The Massachusetts Gaming Commission has reportedly decided to file a friend-of-the-court amicus brief that could well help Wynn Resorts Limited prevail in a lawsuit being brought by a disgruntled Encore Boston Harbor blackjack player.
According to a Wednesday report from the Las Vegas Review-Journal newspaper, the regulator had considered lodging a similar motion last month but ultimately chose to abstain so as to maintain its neutrality. However, the five-member body purportedly detailed that it has now unanimously decided to comply with a request from the Supreme Judicial Court of Massachusetts and furnish a brief by the middle of next month.
The newspaper reported that Wynn Resorts Limited in being sued by New York gambler A Richard Schuster over allegations that its Encore Boston Harbor property had ‘willfully and intentionally paid its customers odds of 6 to 5 when a player is dealt a blackjack when Massachusetts law clearly and unambiguously states that a player who is dealt a blackjack shall be paid at odds of 3 to 2’. This action, which was filed in July of 2019, purportedly claims that such a practice could see the Las Vegas-headquartered operator profit to the tune of more than $85,000 a day so as to clear as much as $30 million every year.
The Las Vegas Review Journal reported that the Supreme Judicial Court of Massachusetts is scheduled to begin hearing Shuster’s case from April 7 while the brief from the Massachusetts Gaming Commission will likely relate that such payouts at the 671-room Encore Boston Harbor have been found to be in complete compliance with state regulations.
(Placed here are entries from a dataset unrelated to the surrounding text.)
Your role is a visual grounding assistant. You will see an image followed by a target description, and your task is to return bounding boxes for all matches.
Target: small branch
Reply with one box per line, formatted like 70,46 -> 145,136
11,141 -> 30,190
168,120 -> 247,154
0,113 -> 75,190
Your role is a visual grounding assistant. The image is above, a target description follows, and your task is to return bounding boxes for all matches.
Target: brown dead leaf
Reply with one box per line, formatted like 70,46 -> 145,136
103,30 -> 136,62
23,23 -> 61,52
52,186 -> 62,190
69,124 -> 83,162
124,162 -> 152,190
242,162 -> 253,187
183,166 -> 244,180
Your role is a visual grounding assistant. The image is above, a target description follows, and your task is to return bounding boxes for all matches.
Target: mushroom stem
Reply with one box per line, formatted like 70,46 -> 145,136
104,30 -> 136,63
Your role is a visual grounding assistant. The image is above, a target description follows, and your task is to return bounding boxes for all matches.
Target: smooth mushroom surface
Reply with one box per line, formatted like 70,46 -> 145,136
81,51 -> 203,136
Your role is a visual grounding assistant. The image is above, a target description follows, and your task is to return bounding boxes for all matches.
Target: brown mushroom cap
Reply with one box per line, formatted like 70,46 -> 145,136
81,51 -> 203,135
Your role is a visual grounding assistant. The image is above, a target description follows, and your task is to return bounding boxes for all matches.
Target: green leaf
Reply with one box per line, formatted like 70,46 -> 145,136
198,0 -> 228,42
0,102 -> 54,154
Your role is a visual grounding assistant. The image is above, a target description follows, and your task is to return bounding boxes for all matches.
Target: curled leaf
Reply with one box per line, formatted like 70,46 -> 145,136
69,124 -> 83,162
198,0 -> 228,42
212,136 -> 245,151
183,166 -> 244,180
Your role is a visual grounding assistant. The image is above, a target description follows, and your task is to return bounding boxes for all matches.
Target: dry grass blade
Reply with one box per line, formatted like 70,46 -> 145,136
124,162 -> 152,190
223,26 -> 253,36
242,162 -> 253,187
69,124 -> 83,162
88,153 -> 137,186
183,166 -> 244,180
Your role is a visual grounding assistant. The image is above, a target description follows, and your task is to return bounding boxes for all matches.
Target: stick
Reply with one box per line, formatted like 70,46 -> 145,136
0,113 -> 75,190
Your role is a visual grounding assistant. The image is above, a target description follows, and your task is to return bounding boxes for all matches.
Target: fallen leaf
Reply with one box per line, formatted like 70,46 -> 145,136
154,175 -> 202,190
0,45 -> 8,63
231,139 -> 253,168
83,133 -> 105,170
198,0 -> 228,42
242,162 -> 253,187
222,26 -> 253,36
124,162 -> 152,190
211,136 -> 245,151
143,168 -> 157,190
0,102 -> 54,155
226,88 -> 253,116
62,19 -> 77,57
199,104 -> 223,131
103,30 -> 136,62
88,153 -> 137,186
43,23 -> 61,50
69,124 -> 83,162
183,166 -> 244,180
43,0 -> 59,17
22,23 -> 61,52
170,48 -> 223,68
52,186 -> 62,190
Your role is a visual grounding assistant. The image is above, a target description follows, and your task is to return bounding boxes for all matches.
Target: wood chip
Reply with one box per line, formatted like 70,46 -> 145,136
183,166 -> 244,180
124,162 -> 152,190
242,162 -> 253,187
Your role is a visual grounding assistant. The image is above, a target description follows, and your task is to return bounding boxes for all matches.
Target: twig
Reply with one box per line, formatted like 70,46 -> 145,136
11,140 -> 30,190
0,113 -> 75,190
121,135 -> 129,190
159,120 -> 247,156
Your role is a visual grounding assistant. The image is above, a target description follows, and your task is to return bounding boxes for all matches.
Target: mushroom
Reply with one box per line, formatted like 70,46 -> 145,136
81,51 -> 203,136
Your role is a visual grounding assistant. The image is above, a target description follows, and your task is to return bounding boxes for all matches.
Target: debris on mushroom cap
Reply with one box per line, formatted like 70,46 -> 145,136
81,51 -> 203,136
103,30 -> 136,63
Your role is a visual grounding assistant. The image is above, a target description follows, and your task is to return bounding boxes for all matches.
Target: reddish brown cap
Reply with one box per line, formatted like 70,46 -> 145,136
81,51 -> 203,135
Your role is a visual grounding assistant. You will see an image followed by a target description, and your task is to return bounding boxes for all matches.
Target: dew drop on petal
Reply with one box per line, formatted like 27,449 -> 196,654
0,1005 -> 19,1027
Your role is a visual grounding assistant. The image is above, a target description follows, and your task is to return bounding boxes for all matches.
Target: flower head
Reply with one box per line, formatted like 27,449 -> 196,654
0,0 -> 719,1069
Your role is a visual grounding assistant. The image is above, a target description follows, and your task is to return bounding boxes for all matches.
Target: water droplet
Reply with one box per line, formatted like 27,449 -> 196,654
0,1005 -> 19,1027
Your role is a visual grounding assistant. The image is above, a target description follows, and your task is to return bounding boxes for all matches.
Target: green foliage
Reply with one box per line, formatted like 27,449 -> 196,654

The regulator will moreover purportedly possibly relate that its Investigations and Enforcement Bureau has never been required to take enforcement action against the 33-acre property with regards to its blackjack offerings.
The newspaper reported that Wynn Resorts Limited has continually maintained its innocence and told the Boston Herald soon after the lawsuit was lodged that its Encore Boston Harbor venue has meticulously followed the Massachusetts Gaming Commission’s rules on ‘blackjack payouts’ ever since opening in mid-June of 2019.